Market sentiment will follow Nvidia, and the tech stocks. People who make a shit load of money trading AI stocks feel pretty confident and spend. This is good for the economy, and for other assets like housing. People who are getting margin called on a dropping stock do not buy things, like, for example, a bigger house.
When we start to see new records set, like, say for example, Nvidia market cap being larger than Canadian GDP, it usually tells me we are at a market top. Of course, people will tell me 1000 reasons why I am wrong – at that is okay. You need naysayers in order for it to be a market top. Every single time we have seen monumental records set in the past, it is usually within 30 to 60 days ( looking backwards ) that we see a peak in the markets.
The economy is already faltering a bit in Canada right now, and the US is starting to see some slight consumer pullbacks. This will get a lot worse when the stock market starts to fall. Normally when we see the economy falter, the central banks ride in on their shiny horses, drop rates, and save the day. I would be willing to bet that narrative does not play out this time. Both the US Fed, and the BOC are wanting to make sure we don’t see the housing problem repeated, whereby lower rates drove up housing prices. A faltering economy may just be that – a bad fricking economy. You need to prepare your clients for that. I have had many conversations in the last 2 weeks where clients are using terms like ” When interest rates fall “, and ” my house will go up in value, because the Bank of Canada can’t let prices drop “. You, as the professional need to back them down on that talk. Interest rates going down is never guaranteed, and in the current environment, may not even be the baseline. Make sure that your clients are well versed in what could actually happen, and see how many of their life choices could potentially be based on their assumptions.

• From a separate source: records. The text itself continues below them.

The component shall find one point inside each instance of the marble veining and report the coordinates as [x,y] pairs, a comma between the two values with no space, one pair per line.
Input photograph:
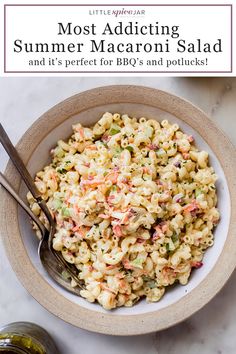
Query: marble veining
[212,329]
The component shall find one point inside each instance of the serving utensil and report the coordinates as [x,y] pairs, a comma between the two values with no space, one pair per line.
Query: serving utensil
[52,261]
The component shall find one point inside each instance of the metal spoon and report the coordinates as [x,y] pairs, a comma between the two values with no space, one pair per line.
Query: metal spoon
[52,261]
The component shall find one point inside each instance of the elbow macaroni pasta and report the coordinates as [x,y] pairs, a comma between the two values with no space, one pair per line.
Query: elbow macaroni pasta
[135,206]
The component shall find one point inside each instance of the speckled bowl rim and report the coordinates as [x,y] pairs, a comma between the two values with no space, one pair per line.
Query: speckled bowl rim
[41,290]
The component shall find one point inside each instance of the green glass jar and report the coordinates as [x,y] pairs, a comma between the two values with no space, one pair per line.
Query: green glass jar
[26,338]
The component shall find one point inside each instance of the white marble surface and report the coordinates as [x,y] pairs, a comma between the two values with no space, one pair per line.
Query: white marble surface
[211,330]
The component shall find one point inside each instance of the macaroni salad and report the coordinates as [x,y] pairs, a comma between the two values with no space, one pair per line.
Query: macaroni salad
[135,206]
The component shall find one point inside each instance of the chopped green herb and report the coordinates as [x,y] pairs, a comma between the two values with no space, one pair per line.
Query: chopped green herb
[57,204]
[114,188]
[65,275]
[137,263]
[59,152]
[61,170]
[152,284]
[174,237]
[115,129]
[65,211]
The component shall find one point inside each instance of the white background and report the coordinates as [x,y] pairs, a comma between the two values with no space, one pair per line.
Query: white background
[39,24]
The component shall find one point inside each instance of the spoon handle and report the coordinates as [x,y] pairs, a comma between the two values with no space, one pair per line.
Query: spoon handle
[17,198]
[19,164]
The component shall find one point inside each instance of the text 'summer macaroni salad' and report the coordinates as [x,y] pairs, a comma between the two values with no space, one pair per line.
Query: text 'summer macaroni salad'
[135,206]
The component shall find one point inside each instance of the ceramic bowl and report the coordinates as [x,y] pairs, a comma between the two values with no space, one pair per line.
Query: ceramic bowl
[21,244]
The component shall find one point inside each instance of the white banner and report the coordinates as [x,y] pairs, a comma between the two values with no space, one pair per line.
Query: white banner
[117,39]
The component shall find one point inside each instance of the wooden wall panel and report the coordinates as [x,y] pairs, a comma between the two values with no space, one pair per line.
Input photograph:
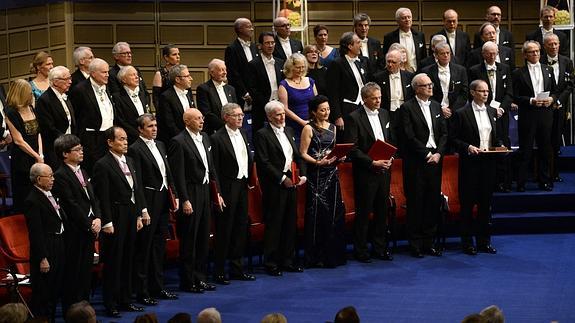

I promise you that if we start to see a faltering stock market, and I think we may be closer to that than many think, then all asset prices will start to react in sympathy. Bonds will probably go up due to uncertainty ( perhaps leading to some fixed rate reductions ) the USD will strengthen against most currencies ( buy your US if you have a trip planned ), and asset prices, especially illiquid assets like art, housing, Rolex watches, etc. will start to drop.
Also lets keep in mind that tax time is just around the corner. Anyone with taxes to pay needs to get the funds from somewhere. Selling your winning stocks, like, oh I don’t know, Nvidia, is a great source of cash to pay the taxman. If enough people sell around the same time, it could lead to some major outflows, and start the downhill journey in motion.
Talk with your clients, make sure they are well protected no matter what the stock market does, and ensure their assumptions are based on solid, sound choices, and not some half baked bullshit they heard a You Tuber rambling on about. God knows there is a lot of people who write blogs, give their opinion – right or wrong, and yammer on about financial concepts…..wait a minute…..I mean, you know, make sure the advice is solid.
I can assure you we are not out of the woods, and until we have a large event, the recovery cannot start. In order to get the All Clear signal, we need to see a bit more pain, ending in one final painful event. Until then, we struggle on.
Help your clients, use your professional intelligence, and I assure you that your client will be forever thankful. AI is a tool, and can probably be used in some applications going forward. However, the tool is only as good as the craftsman. Be a craftsman at your trade, and the only problem you will have is a tax problem in the years ahead.